Всю свою жизнь я опасалась нехватки во мне здравого житейского смысла и практичности. У матери, несмотря на весь ее ум, эти качества отсутствовали напрочь. Я хочу сказать, что она, похоже, забывала, что люди имеют свойство обижаться, если их обзывают разного рода нехорошими словами вроде оппортуниста и ренегата; что маленького ребенка нужно время от времени кормить и что она не может совместить работу в Южной Каролине с исполнением своих материнских обязанностей здесь. Дело не только в том, что временами собственные нужды захватывали ее всю, без остатка, заставляя забывать даже о собственной дочери, — по правде говоря, у нас у всех бывают такие моменты, — но и в том, что она совершенно не осознавала, когда такое случалось. И даже теперь меня мучит подозрение, что она оставила мне в наследство те же черты. «Ты ведешь себя, как Зора» — этот упрек или предупреждение я могу бросить себе в лицо, науськать на себя как ругательство, как проклятие, когда я стараюсь не совершать некоторые поступки или не произносить определенные слова. Оказывается, что ключиком к двери, за которой находилась моя взрослая жизнь, была эта клятва, этот секрет, о котором я не осмеливалась говорить себе вслух: быть не такой, как моя мать.

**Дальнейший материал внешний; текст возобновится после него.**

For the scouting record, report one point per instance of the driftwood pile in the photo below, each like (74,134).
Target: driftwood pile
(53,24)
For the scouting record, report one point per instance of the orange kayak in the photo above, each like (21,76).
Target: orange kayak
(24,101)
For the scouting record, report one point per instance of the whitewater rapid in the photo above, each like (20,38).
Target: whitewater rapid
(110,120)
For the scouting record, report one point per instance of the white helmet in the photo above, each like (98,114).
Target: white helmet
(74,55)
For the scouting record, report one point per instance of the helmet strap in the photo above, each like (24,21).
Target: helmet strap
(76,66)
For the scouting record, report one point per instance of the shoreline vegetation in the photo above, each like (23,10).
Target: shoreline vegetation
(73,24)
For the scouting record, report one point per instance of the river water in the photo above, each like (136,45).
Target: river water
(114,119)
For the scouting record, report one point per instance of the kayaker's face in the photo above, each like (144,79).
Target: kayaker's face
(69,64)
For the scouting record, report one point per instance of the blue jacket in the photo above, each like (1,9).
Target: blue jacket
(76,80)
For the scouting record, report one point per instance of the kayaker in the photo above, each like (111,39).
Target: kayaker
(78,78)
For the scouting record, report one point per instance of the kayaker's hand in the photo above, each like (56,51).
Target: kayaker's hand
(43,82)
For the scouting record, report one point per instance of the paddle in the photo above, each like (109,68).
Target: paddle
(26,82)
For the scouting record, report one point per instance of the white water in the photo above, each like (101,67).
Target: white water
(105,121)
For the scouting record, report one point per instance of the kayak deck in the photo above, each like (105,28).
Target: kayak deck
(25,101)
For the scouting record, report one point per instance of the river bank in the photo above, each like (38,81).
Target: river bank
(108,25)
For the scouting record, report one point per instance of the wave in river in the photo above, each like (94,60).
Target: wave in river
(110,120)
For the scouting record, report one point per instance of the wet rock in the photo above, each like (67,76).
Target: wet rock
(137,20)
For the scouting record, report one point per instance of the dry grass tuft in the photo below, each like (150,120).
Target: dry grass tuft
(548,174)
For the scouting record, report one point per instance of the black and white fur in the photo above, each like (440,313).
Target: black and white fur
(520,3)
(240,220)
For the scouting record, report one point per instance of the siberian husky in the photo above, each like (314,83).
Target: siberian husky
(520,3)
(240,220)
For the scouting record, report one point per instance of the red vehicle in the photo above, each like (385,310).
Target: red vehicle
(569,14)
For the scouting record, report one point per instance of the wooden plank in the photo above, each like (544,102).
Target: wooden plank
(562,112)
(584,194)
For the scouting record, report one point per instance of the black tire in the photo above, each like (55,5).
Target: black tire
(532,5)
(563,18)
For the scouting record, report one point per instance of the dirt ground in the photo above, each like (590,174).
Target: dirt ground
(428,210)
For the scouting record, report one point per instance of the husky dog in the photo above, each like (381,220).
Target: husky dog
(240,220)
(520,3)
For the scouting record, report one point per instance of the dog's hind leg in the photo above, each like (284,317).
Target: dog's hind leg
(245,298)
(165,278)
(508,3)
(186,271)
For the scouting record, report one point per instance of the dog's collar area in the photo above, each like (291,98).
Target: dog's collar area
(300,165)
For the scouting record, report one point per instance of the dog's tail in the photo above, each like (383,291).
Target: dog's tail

Не пойми меня превратно. Я люблю, да, люблю свою мать. И потребовались годы, потребовался этот процесс, чтобы только к его концу я почувствовала в себе готовность и желание принять то лучшее, что было в ней. Думаю, Зора гордилась бы мной. И я уверена, что она обожала бы Никки. Обе эти мысли много значат для меня. Только в молодости мне хотелось гораздо большего. Я хотела, чтобы она стала моим спасением, моим идеалом. Боже, как я нуждалась в ней! По пятьдесят раз на дню мне приходило в голову, как бы пригодилась мне сила, рожденная сознанием того, что я могла бы сформировать себя по ее образу и подобию. И это — мой крест, который я несла и буду нести вечно. Я всегда сознавала и ясно видела — пусть мне было невыносимо выразить это словами, — что она, моя мать, временами погружалась в бездну эгоизма, что иногда все ее страсти, тревоги и заботы доводили меня до бешенства, которое сублимировалось во мне, не находя выхода. И вот мне скоро стукнет пятьдесят, но бывает так, что утром я просыпаюсь и вспоминаю счастливый сон, в котором мне снились мы обе, я и она. Я совсем маленькая, иду рядом с ней и знаю, что она самая, самая лучшая, что я люблю ее больше всех на свете, так отчаянно, что у меня сердце готово выпрыгнуть из груди и нести меня в воздухе. Мне просто и легко. А затем, когда до меня доходит, что это был сон, что это нереально, невозможно, я чувствую себя раздавленной. Часами я не могу обрести душевное равновесие.